But here is the fallacy of Impressionism. Here are the seeds of its demise. There is no such thing as pure visual sensation. Because we have not been born blind, sensation and perception are inseparable. An artist cannot render objective truth. A painting reproducing nature will always be refracted through the personality of the artist, as Zola recognised: ‘Art is a bit of creation seen through a powerful temperament’, he wrote in 1867. Indeed that is what gives it its piquancy, what distinguishes it as a work of art. And as spectators, too, we know too much. We are interpretative beings. We will never be like Ralph Marvell seeing things simply as abstract patches of colour. The patches are inevitably significant, associative. So the S-shape means something. It is the foliage on a line of trees growing on the banks of a river curving into the distance. But because we know too much we can also interpret shapes in variant ways, not as the artist intended. As I stood in front of the painting, Monet’s poplars suddenly reformed themselves in front of my eyes as something quite different: the shimmering but unmistakable impression of a dollar sign.


Claude Monet - Poplars on the River Epte (1891)

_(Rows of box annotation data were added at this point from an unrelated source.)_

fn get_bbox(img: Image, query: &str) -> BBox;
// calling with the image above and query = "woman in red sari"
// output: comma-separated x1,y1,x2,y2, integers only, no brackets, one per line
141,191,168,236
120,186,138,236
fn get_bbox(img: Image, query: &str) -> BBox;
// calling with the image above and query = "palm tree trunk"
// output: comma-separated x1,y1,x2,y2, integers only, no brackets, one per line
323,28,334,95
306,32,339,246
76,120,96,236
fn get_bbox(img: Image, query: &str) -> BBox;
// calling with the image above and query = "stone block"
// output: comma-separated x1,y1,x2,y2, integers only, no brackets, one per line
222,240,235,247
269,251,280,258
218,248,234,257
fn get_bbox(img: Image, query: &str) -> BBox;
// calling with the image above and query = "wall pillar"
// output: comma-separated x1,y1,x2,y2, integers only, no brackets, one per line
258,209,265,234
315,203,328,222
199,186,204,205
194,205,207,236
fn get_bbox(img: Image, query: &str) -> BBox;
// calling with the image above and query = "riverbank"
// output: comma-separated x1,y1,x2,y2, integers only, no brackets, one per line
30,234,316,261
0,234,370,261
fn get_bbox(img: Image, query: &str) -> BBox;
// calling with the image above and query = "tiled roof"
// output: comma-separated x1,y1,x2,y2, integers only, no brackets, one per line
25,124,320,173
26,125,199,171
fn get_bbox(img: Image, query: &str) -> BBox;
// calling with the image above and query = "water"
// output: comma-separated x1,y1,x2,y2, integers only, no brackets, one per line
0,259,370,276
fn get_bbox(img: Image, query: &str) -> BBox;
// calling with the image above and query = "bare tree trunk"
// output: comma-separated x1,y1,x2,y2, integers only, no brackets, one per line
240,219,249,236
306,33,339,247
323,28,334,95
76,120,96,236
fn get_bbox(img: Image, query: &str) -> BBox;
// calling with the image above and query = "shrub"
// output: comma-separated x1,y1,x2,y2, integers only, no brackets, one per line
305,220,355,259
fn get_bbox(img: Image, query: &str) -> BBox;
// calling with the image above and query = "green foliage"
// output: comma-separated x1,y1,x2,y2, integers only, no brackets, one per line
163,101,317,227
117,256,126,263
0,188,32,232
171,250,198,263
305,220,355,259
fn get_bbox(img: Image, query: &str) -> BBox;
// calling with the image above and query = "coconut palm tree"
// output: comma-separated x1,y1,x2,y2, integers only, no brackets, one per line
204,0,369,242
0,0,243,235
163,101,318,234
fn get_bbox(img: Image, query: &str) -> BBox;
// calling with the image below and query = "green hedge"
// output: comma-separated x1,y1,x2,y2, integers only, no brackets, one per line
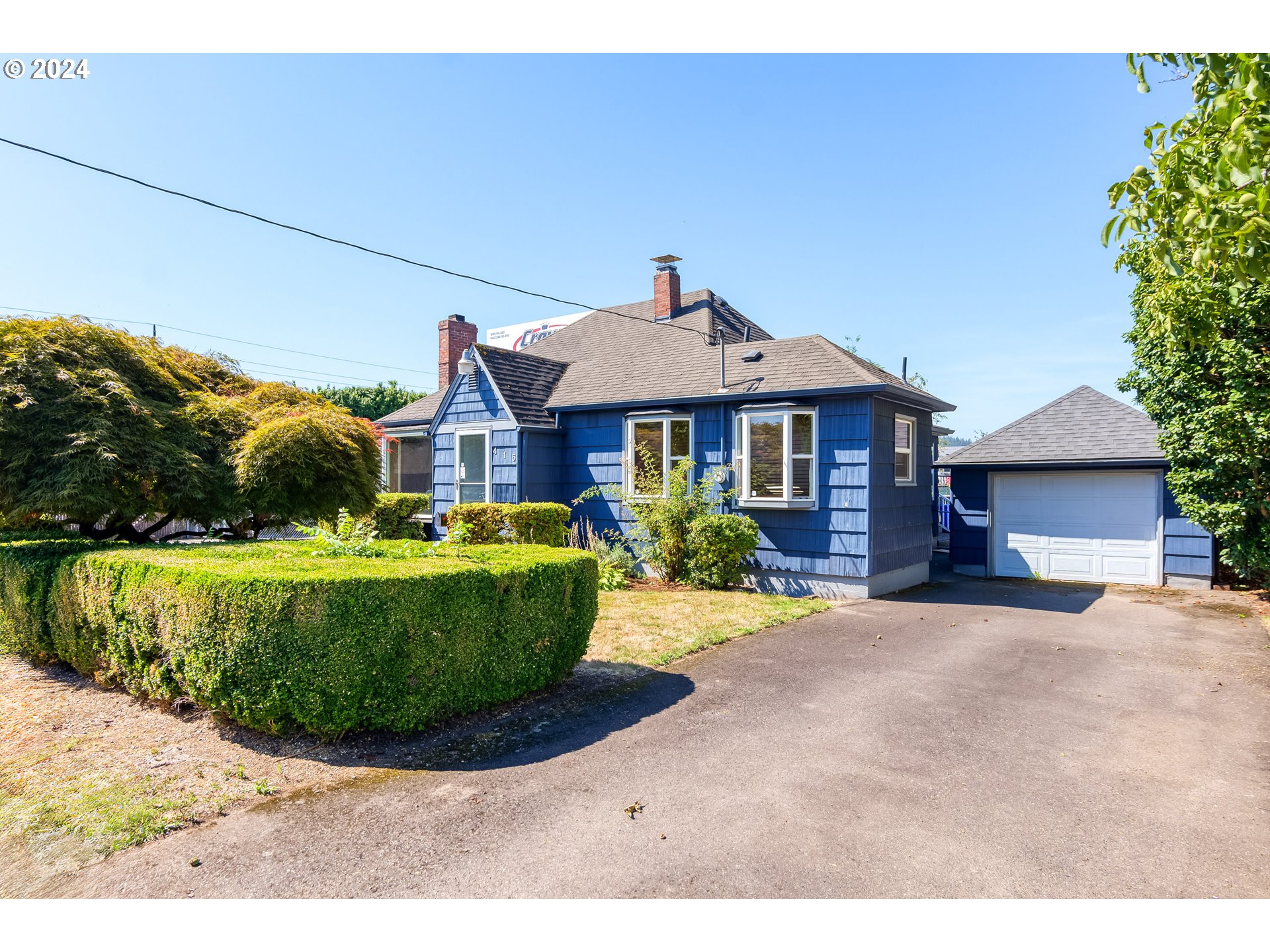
370,493,432,539
0,542,598,736
446,502,570,547
0,531,102,661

By the end of the 1870s, artists in the Impressionist circle were beginning to recognise that it was time to move on. They had reached a kind of cul-de-sac. Just to register your impressions in front of nature, which the Impressionists were doing supremely well, had become limiting. Degas spoke of ‘the tyranny of nature’, declaring painters had made themselves ‘the slaves of chance circumstances of nature and light’. Renoir wrote in 1880: ‘While painting directly from nature, the artist reaches the point where he looks only for the effects of light, where he no longer composes, and he quickly descends to monotony’. The symbolist Odion Redon took the argument a step further. ‘Man is a thinking being’, he wrote the same year ‘Man will always be there. Whatever the role played by light, it won’t be able to turn him aside. On the contrary, the future belongs to a subjective world.’ Art was more than simply registering your optical impressions in front of nature. Art meant the interpretation of the objective world by the subjective experience. In 1893, Pissarro too was admitting in a letter to his son: ‘Everything (in nature) is beautiful, the whole secret lies in knowing how to interpret’. In Zola’s equation, a balance between nature (the thing depicted) and temperament (the artistic prism through which it is depicted), the scales now tipped in favour of the latter. The way was open for van Gogh and Gauguin, and the generation of the Post-Impressionists, to brandish their temperaments to such extraordinary effect.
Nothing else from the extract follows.